Non c’è rancore, nemmeno per la mancata citazione pubblica di Sinner nei suoi confronti. “Non ne soffro. I giocatori guardano avanti, non indietro. Il tennis è uno sport in cui l’ego è molto presente. Jannik fa il suo lavoro, non deve ringraziare nessuno”. E se i rapporti diretti oggi sono rari, il rispetto resta intatto. “L’8 novembre mi ha mandato gli auguri. Gli ho risposto: divertiti e facci divertire. Mi ha detto: andrà bene. Sapeva già tutto. Sapeva che avrebbe vinto”.
Un Sinner da Slam?
Per Piatti, non ci sono dubbi: “Tornerà subito forte. La sospensione gli ha allungato la vita. Arriverà a fine stagione fresco. In pandemia molti si prendevano delle pause, lui non ha perso un giorno. Sa perfettamente dove vuole andare”.
E anche se oggi Piatti dedica le sue energie a forgiare i campioni di domani, non smette di osservare da lontano il presente. “Temevamo che dopo Sampras non ci fosse futuro. Poi sono arrivati Federer, Nadal, Djokovic.

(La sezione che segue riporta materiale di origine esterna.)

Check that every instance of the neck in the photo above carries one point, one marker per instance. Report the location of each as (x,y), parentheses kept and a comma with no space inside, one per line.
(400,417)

Ora c’è Sinner, e tutto il tennis italiano è cresciuto tantissimo grazie agli investimenti della Federazione. Si è aperto un ciclo che durerà vent’anni. I campioni passano, ma il tennis non muore mai”.
Così, mentre Cahill riflette e Furlan attende, Jannik si prepara a tornare in campo. Con nel cuore il passato, ma lo sguardo già dritto sul futuro. E, chissà, magari anche su quel Grande Slam che oggi non sembra più un’utopia.